When HB3040 takes effect July 1, 2002, those covered by HMOs, preferred provider organizations and regular indemnity health insurers will gain the following rights:
· When facing a denial of coverage, consumers are entitled to appeal to an impartial expert reviewer certified by the state.
· Health plans that refuse to submit to external review become legally open to lawsuits, and plans that fail to follow an independent reviewer decision face fines starting at $100,000 per offense and also become open to lawsuits.
· When a doctor leaves a health plan's network, a patient is entitled to continue seeing that doctor, at the plan's expense, for as many as 120 days if the patient is amid active treatment.
· Health plans that require primary care physicians to order specialist care must offer standing referrals for ongoing visits and give policyholders a right to a second opinion on denied referrals.
· Health plans that exaggerate the number of doctors available to members face unfair-trade penalties.
The bill also directs the state Department of Consumer & Business Services to draft uniform measures for consumers to compare the size and adequacy of the doctor and hospital networks used by managed care plans.
The law does not apply to the hundreds of thousands of workers and their families covered by employer groups that are self-funded and exempt from state regulation.

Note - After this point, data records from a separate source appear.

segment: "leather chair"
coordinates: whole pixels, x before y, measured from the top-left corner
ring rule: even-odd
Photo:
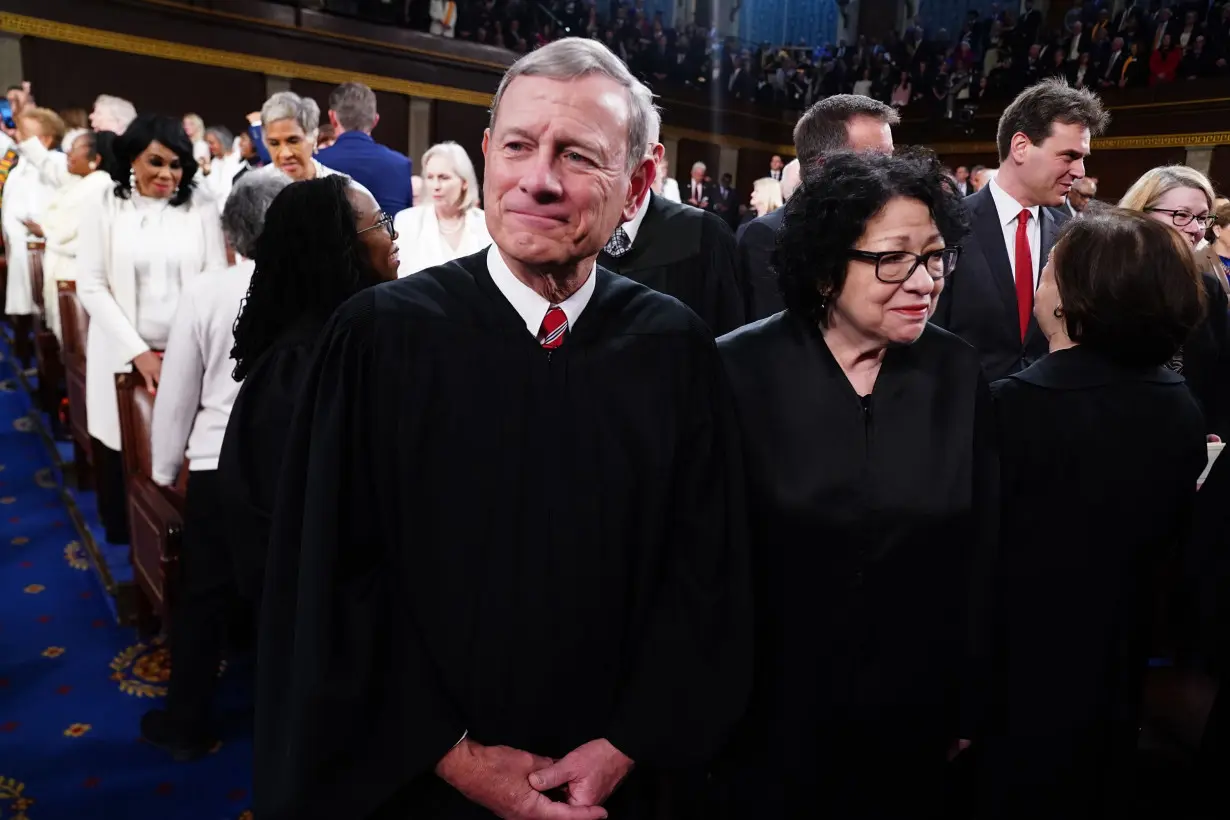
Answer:
[[[167,621],[175,602],[180,545],[183,537],[183,497],[154,483],[154,397],[140,374],[116,374],[119,435],[128,489],[128,537],[137,577],[137,626],[151,634],[155,616]]]
[[[69,397],[69,434],[73,436],[73,465],[79,489],[93,487],[93,456],[90,451],[90,428],[85,413],[85,341],[90,331],[90,313],[76,295],[75,282],[57,282],[60,300],[60,349],[64,364],[64,385]]]
[[[43,246],[42,240],[31,241],[30,286],[34,295],[34,360],[38,363],[38,407],[52,417],[52,428],[59,433],[60,398],[64,396],[64,364],[60,361],[60,343],[46,323],[47,306],[43,302]]]

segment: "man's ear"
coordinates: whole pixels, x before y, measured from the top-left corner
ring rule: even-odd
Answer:
[[[632,172],[631,184],[627,187],[627,199],[624,200],[624,221],[630,221],[641,210],[641,203],[649,195],[653,181],[658,176],[658,164],[652,156],[641,160],[641,165]]]

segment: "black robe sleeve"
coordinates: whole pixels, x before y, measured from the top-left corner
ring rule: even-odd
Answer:
[[[638,765],[706,763],[752,688],[752,594],[742,459],[732,396],[710,343],[691,386],[688,439],[638,660],[608,733]]]
[[[713,338],[743,327],[743,293],[736,272],[734,234],[721,219],[705,220],[702,247],[708,248],[710,307],[706,320],[711,321]]]
[[[402,411],[383,403],[374,338],[367,290],[325,328],[287,438],[257,668],[262,820],[365,818],[466,729],[406,606],[378,459]]]

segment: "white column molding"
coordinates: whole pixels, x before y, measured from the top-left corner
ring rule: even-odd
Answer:
[[[1209,176],[1209,168],[1213,167],[1213,149],[1203,145],[1188,146],[1183,165],[1199,171],[1204,176]]]

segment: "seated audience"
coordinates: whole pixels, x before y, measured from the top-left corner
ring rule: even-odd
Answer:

Dozens of supporters of the legislation, including lobbyists and representatives of the insurance industry and the AFL-CIO labor federation, gathered in the governor's ceremonial office Wednesday to watch the signing.
John Powell, lobbyist representing Regence Blue Cross, said the bill was worked out by a working group in which the insurance companies cooperated with labor in order to head of a possible ballot measure.
Kitzhaber and others said the provisions in the bill might become a model for the United States.